Elegir la alegría, un buen comienzo

Muchas empresas se han aventurado a utilizar la risa como estrategia publicitaria, como una herramienta habitual en sus redes sociales y la forma que tienen de presentarse ante el mundo. Creen en el poder de la risa. O tal vez es una manera de ‘vestirse para salir’ porque ¿cuántas de esas empresas han implementado el sentido del humor y la alegría en su comunicación interna? ¿Cómo se comunican entre ellos? ¿Valoran el buen humor, la energía positiva y la capacidad de reír de los empleados?

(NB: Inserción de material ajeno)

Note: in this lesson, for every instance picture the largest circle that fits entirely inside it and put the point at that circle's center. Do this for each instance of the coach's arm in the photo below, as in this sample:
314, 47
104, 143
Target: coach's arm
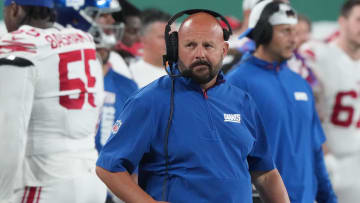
270, 186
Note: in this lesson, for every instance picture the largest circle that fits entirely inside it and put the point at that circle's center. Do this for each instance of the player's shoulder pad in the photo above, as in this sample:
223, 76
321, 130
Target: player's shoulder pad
15, 61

Incorporar el sentido del humor como herramienta transversal de comunicación no significa estar contando chistes todo el día, no por dios, significa: elegir la alegría. En una entrevista de trabajo ¿alguna vez te han preguntado si eres una persona alegre? Si las responsables de las empresas supieran la productividad que genera contar con trabajadores alegres en sus equipos sería algo a tener en cuenta en los procesos de selección.

¿No os gustaría tener compañeros de trabajo alegres, que casi todo el tiempo estuviesen de buen humor? Porque la energía que está en el ambiente va calando poco a poco y nos transforma. Si tu día ha amanecido optimista y positivo un compañero quejumbroso y agorero te lo puede torcer. Pero… ojo, como tengas un día de bajona ese mismo compañero te agotará con sus monsergas de tal manera que te quitará las pocas ganas de trabajar con las que habías llegado. La queja constante en un equipo de trabajo no contagia más queja, genera mal humor y apatía. Es como si estáis en una barca remando para llegar a puerto y uno de los ocupantes no solo no rema si no que molesta al resto haciendo ruiditos desagradables mientras intenta hundir la  barquita echando agua dentro con una taza en la que pone ‘Tú tienes arte para arrasar en cualquier parte’.

Hay muchos estudios acerca de la felicidad en el trabajo, uno de ellos (uno muy optimista) considera que la productividad aumenta un 88% cuando el trabajador es feliz. Si la felicidad depende de muchos factores tal vez pretender ser felices todos los días en el trabajo es demasiado ambicioso pero decidir tener una actitud alegre y positiva es ya un gran paso. Sería como ponerle a la felicidad un felpudo de Welcome o tirarle la taza al triste de la barca: un buen comienzo.